Le indicazioni prendono spunto da un’attenta verifica delle performance raggiunte. Sulla base di quanto previsto dal Decreto Ministeriale 70/2015 “Regolamento degli standard ospedalieri”, infatti, è stato istituito un processo di monitoraggio capillare e di verifica costante sull’efficienza di Aziende Ospedaliere, Aziende Ospedaliere Universitarie, Istituti di Ricovero e Cura a Carattere Scientifico (IRCCS), Strutture private accreditate. Il meccanismo di valutazione e le informazioni raccolte consentono di rilevare e valutare le performance delle strutture ospedaliere al livello del singolo reparto. I dati sono stati vagliati sulla base di criteri oggettivi validati dalla comunità scientifica, prendendo in considerazione anche le specificità del territorio e della popolazione del bacino di riferimento. A ogni Regione, sono segnalate eventuali anomalie del singolo reparto: sottodimensionamento, target non raggiunti, sovrapposizioni con altre realtà limitrofe, necessità di riconversione. Al tempo stesso viene indicato l’obiettivo da raggiungere.

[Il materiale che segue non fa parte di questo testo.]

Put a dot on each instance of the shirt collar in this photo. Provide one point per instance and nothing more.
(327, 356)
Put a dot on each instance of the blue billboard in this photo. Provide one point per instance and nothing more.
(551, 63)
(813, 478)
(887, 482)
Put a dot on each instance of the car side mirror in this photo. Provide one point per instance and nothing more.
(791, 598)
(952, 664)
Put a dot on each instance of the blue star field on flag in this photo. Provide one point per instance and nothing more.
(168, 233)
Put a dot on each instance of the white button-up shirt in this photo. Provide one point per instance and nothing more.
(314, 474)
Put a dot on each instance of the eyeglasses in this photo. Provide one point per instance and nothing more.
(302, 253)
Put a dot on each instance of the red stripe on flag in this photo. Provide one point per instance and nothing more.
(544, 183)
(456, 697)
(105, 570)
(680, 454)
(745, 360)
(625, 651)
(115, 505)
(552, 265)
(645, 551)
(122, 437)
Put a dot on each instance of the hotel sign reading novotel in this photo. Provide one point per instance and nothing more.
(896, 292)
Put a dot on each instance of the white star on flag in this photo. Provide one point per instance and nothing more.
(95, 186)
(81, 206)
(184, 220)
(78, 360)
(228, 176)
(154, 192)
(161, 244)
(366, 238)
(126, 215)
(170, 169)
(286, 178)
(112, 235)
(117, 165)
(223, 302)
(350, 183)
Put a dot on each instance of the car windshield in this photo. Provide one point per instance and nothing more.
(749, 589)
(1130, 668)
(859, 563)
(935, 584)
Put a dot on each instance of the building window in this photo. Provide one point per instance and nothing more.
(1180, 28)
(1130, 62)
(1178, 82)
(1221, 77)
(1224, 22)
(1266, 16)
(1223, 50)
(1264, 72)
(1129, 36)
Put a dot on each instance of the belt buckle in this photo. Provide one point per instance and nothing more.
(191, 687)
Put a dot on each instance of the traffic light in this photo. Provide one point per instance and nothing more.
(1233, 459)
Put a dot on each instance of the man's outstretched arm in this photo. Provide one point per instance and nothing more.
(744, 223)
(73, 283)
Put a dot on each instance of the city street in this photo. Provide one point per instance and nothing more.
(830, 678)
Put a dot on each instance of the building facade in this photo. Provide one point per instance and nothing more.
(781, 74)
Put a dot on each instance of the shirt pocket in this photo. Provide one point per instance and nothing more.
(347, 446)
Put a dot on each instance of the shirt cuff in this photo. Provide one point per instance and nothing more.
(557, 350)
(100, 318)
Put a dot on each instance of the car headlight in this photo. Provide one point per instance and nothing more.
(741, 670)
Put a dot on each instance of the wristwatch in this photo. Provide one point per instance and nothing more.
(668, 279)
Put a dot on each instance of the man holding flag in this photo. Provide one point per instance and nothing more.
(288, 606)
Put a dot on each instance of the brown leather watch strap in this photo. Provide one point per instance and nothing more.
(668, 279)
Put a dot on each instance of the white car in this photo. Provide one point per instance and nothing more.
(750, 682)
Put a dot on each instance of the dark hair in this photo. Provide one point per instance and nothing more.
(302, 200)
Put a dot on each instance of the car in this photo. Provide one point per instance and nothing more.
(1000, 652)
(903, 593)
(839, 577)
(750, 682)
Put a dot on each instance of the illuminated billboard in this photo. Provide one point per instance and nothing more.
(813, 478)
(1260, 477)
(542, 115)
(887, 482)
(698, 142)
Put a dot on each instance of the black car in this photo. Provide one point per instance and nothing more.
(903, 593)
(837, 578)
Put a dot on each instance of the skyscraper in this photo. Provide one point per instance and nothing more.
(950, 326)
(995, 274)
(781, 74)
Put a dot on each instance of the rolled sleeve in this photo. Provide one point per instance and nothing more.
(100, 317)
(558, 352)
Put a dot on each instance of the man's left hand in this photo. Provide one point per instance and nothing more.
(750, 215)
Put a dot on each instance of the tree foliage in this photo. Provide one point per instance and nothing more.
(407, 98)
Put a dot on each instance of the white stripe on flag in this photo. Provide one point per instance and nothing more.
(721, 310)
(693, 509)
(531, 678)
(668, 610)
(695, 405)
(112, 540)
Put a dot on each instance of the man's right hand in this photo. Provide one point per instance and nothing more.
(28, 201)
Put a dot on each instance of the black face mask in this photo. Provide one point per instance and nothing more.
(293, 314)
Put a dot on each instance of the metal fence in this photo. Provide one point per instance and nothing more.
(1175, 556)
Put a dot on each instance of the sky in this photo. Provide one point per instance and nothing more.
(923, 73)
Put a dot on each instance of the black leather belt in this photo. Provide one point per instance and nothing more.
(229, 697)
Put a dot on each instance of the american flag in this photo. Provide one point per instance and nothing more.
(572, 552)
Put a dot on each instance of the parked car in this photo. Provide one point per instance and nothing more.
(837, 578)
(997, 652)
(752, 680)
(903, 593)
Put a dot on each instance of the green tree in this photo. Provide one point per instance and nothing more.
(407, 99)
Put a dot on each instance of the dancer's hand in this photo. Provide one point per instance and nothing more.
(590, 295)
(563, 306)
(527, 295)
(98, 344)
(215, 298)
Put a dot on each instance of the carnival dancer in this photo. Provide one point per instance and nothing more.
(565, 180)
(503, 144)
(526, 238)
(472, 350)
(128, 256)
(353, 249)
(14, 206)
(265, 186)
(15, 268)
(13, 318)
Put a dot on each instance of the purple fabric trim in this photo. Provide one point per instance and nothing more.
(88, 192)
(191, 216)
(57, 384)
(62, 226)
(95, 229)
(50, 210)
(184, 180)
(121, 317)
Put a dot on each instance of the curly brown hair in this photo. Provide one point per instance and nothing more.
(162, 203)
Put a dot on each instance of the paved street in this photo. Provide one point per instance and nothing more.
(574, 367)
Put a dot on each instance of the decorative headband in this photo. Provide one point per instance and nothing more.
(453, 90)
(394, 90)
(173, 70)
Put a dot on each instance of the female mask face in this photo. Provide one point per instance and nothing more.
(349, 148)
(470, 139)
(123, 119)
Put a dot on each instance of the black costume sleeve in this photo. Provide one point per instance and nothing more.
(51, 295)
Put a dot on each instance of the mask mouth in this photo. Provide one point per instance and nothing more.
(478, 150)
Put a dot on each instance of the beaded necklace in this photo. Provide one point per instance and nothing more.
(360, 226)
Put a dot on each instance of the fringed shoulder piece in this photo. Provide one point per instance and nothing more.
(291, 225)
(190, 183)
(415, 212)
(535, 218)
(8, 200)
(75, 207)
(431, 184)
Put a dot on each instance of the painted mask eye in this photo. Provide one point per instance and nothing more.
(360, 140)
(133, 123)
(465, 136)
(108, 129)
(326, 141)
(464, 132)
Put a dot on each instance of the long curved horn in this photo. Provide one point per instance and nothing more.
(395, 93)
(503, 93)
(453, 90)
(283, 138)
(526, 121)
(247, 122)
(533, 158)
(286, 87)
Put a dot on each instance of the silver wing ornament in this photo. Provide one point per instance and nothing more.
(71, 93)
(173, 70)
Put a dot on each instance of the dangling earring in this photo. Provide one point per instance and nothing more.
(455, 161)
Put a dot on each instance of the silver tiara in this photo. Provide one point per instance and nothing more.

I dati raccolti denunciano piccole e grandi anomalie. Molti punti nascita non raggiungono il target dei 500 parti, che rappresenta la soglia al di sotto della quale è dimostrato che i criteri di qualità e sicurezza dell’assistenza risultano meno garantiti. Senza contare che a livello regionale si registrano percentuali variabili di parti cesarei, che vanno dal 20% al 59%. Per quanto riguarda il trattamento dell’infarto miocardico, alcuni reparti specializzati (emodinamiche) praticano poche decine di interventi, mentre è assodato che in caso di Infarto Miocardico Acuto, nelle realtà che effettuano oltre 250 interventi l’anno cresce l’efficacia delle PTCA (Angioplastica Coronarica Transluminale Percutanea). Basti pensare che, laddove si registra una proporzione inferiore al 25% di pazienti con Infarto Miocardico Acuto trattati con PTCA entro 2 giorni, nel 98% dei casi si tratta di strutture che effettuano meno di 250 PTCA/anno. Analogamente, si registrano dimissioni da discipline che effettuano meno di 150 primi interventi su tumori della mammella incidenti, mentre numerosi studi dimostrano la correlazione tra il volume delle prestazioni annue realizzate in un reparto ed esito finale delle operazioni. In tutte queste strutture sanitarie sottodimensionate, dunque, si riscontrano due problemi: le cure sono più costose per il SSN e, soprattutto, possono mostrare una minore qualità.
Dall’analisi effettuata in base ai dati del 2016 è emerso come il 48,3% delle strutture che effettuano l’Angioplastica Coronarica Transluminale Percutanea non rispettano gli standard.
Solo il 16,2% delle strutture che effettuano interventi su tumori alla mammella sono entro gli standard.
Il 22,4% dei punti nascita è sotto la soglia standard dei 500 parti l’anno.